United States Secretary of Commerce
- Acting October 31, 1979 – January 9, 1980
- President: Jimmy Carter
- Preceded by: Juanita M. Kreps
- Succeeded by: Philip Klutznick

1st United States Deputy Secretary of Commerce
- In office September 8, 1980 – January 20, 1981
- President: Jimmy Carter
- Preceded by: Sidney Harman as Under Secretary of Commerce
- Succeeded by: Joseph F. Wright

Personal details
- Born: Luther Hartwell Hodges Jr. November 19, 1936 (age 89) Leaksville (now Eden, North Carolina)
- Parent(s): Luther H. Hodges Martha Elizabeth Blakeney
- Alma mater: University of North Carolina Harvard University
- Profession: Businessman, politician

= Luther H. Hodges Jr. =

American politician and banker (born 1936)

Luther Hartwell Hodges Jr. (born November 19, 1936) is a retired American politician and banker. He served as the United States secretary of commerce from 1979 to 1980 and as the United States deputy secretary of commerce from 1980 to 1981 within the Carter administration. He is the son of Luther H. Hodges, who was secretary of commerce under John F. Kennedy and Lyndon B. Johnson between 1961 and 1965, and the 64th governor of North Carolina.

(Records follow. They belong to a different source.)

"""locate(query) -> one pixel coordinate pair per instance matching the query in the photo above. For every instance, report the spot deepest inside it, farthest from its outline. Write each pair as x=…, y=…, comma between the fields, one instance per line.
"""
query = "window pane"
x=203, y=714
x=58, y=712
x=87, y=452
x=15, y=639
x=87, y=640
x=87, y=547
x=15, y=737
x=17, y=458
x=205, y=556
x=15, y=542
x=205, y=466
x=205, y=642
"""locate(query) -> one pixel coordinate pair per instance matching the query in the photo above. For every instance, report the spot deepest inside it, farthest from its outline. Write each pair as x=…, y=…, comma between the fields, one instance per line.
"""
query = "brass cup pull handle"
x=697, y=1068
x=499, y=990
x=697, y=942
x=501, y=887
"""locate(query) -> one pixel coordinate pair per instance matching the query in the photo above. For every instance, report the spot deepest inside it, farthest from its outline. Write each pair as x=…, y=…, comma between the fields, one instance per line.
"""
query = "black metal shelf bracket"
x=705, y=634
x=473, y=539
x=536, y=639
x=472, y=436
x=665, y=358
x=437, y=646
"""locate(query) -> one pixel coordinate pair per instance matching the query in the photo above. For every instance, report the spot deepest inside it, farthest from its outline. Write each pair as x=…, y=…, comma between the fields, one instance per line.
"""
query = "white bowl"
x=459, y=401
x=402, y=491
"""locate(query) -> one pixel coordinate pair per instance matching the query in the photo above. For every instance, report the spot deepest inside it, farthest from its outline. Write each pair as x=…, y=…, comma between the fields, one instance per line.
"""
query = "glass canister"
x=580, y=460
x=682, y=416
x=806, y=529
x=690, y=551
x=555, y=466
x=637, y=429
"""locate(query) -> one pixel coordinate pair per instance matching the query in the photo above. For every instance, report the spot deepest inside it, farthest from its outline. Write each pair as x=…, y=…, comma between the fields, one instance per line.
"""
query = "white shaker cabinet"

==Early life and education==
Hodges was born on November 19, 1936, in Leaksville (now Eden), North Carolina to Martha Blakeney Hodges and Luther H. Hodges. In 1957, he received a Bachelor of Arts in economics from the University of North Carolina at Chapel Hill. In 1961, he received a Master of Business Administration from Harvard Business School.

In 1961, he became a research associate and corporate finance teacher at the University of North Carolina at Chapel Hill.

==Career==
From 1962 to 1977, Hodges worked for North Carolina National Bank alongside Hugh McColl, eventually rising to the position of chairman. The bank eventually became NationsBank and later Bank of America.

Hodges entered politics in 1978, running for the nomination of the Democrats in the United States Senate election in North Carolina, 1978. He won the first round of the primary, with 40% of the vote, but, having failed to receive the 50% required to win on the first ballot, lost to populist North Carolina Commissioner of Insurance John Ingram with only 46% in the run-off.

Between 1980 and 1981, Hodges was the first United States Deputy Secretary of Commerce, appointed by Jimmy Carter. Previously Under Secretary of Commerce, he had been tapped to replace Juanita M. Kreps as United States Secretary of Commerce, but, after a spell as Acting Secretary, the job went to Philip Klutznick, and the new Deputy Secretary position was created for him.

From 1980 to 1990, he was chairman of Washington Bancorp, the parent company of The Bank of Washington.

Later, Hodges owned the Hotel Santa Fe in Santa Fe, New Mexico.

In 2016, Hodges wrote a book, Bank Notes: An Inside Look at the Launching of North Carolina's Banking Ascendancy and a Commentary on the Current New World of Banking.

Hodges also is a former member of the Board of Governors of the University of North Carolina and is a past chairman of the College of Santa Fe. He has also served as a trustee of American University and of Johnson C. Smith University. He is a director of Homeowners of America Insurance Corporation, Atmocean, Inc., and H&H Medical Technologies. He has also served as a member of the board of directors of the North Carolina State Ports Authority.

==Political contributions==
Hodges began his political career as a Democrat, but later changed to Republican. In 2004, Hodges contributed more than $30,000 to Republican candidates including George W. Bush, Dick Cheney, and Senator Richard Burr. In 2012, Hodges contributed over $51,000 to Republican candidates and organizations including Mitt Romney, Renee Ellmers, (R-NC) and Virginia Foxx (R-NC).